P.S.: Maybe the ampersand (&), which is derived from ligatures of the latin "et", has sometimes similar problems, alhough on a different level, since it replaces a whole word. However, I have seen it being used as part of "etc.", as in "&c." (https://en.wiktionary.org/wiki/%26c.), so your point might also hold.

P.P.S.: I wonder why the uppercasing in the original post did not use ẞ, but I guess it is because of the rules in https://www.unicode.org/Public/UCD/latest/ucd/SpecialCasing.... (link taken from the feed). The wikipedia entry says we adopted the capital ẞ in 2017 (but it is part of unicode since 2008). It also states that the replacement SZ should be used if the meaning would otherwise get lost (e.g. "in Maßen" vs. "in Massen" would both be "IN MASSEN" but mean either "in moderate amounts" or "in masses", forcing the first to be capitalized as MASZEN). I doubt any programming language or library handles this. I would not have even handled it myself in a manual setting, as it is such an extreme edge case. And I when I read it, I would stumble over it.

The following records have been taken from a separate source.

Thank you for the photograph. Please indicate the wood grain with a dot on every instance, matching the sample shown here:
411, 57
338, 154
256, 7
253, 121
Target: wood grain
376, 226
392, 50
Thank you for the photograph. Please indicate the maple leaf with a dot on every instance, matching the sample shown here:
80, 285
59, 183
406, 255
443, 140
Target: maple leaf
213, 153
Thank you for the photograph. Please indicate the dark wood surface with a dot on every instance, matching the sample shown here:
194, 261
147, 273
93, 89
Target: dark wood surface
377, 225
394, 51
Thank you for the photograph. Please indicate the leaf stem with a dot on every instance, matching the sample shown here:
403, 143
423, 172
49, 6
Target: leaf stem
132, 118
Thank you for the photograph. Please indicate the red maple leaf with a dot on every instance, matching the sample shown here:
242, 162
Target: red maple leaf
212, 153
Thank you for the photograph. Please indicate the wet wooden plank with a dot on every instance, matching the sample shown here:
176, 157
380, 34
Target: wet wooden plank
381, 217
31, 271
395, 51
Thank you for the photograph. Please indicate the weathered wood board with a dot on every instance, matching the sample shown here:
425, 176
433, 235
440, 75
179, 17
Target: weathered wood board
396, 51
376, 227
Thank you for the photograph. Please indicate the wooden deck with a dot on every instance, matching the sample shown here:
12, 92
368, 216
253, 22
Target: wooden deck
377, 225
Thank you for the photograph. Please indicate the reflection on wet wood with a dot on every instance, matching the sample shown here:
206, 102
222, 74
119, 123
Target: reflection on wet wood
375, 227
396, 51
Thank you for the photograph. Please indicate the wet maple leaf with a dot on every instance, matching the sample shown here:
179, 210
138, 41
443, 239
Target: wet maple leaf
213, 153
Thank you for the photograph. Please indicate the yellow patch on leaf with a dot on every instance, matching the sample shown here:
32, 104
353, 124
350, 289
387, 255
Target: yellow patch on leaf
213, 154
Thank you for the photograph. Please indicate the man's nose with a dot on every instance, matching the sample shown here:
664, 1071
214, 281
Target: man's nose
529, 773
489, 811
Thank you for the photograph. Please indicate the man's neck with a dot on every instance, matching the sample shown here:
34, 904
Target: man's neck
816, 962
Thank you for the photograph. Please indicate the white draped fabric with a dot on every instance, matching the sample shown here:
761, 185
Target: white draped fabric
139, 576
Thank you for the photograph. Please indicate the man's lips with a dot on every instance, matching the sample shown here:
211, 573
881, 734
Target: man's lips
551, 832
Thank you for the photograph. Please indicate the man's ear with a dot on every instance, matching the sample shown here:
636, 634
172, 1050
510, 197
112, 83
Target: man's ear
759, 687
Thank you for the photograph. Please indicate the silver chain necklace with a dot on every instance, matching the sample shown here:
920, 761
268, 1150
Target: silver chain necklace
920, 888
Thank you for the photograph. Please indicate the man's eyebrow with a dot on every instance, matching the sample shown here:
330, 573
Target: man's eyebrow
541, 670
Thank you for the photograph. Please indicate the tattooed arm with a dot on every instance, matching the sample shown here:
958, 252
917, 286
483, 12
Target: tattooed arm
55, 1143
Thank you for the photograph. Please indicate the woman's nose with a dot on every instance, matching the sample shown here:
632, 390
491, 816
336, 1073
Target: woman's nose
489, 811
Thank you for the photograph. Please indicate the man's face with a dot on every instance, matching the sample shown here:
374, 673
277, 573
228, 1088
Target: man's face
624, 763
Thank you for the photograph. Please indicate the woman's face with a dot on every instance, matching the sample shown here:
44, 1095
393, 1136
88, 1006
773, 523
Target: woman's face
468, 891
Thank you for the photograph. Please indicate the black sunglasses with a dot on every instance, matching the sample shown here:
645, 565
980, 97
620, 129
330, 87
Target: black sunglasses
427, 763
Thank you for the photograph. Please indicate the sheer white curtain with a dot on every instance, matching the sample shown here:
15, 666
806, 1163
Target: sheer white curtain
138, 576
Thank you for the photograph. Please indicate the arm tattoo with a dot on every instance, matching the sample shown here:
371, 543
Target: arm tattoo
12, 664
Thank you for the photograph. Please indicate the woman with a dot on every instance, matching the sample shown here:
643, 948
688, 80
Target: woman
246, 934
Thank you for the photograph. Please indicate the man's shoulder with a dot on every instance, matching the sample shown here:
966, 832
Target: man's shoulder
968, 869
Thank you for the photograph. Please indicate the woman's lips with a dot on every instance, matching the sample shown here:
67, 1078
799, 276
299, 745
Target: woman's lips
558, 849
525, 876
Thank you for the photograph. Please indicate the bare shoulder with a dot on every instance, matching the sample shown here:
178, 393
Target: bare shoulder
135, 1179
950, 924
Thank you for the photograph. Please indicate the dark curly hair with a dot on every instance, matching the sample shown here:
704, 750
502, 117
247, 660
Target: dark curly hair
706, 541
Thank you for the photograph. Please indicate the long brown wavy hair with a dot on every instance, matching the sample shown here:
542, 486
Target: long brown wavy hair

Swift handles this really well,

"त्या".count // 1

"त्या".unicodeScalars.count // 4

"त्या".utf8.count // 12

Javascript's minimal library is of course not great, but there are libraries which can help, e.g. grapheme-splitter, although it's not language-aware by design, so in this instance it'll return 2.

graphemeSplitter.countGraphemes("त्या") // 2

We even already had something like this in pure ASCII: "a\bc" has "length" 3 but appears as one glyph when printed (assuming your terminal interprets backspace).
This made me think of Hangul, when not using the precomposed block. What's the string length of 한글?
In the Rakudo compiler for Raku that I just tried its "chars" count using the default EGC counting is 2.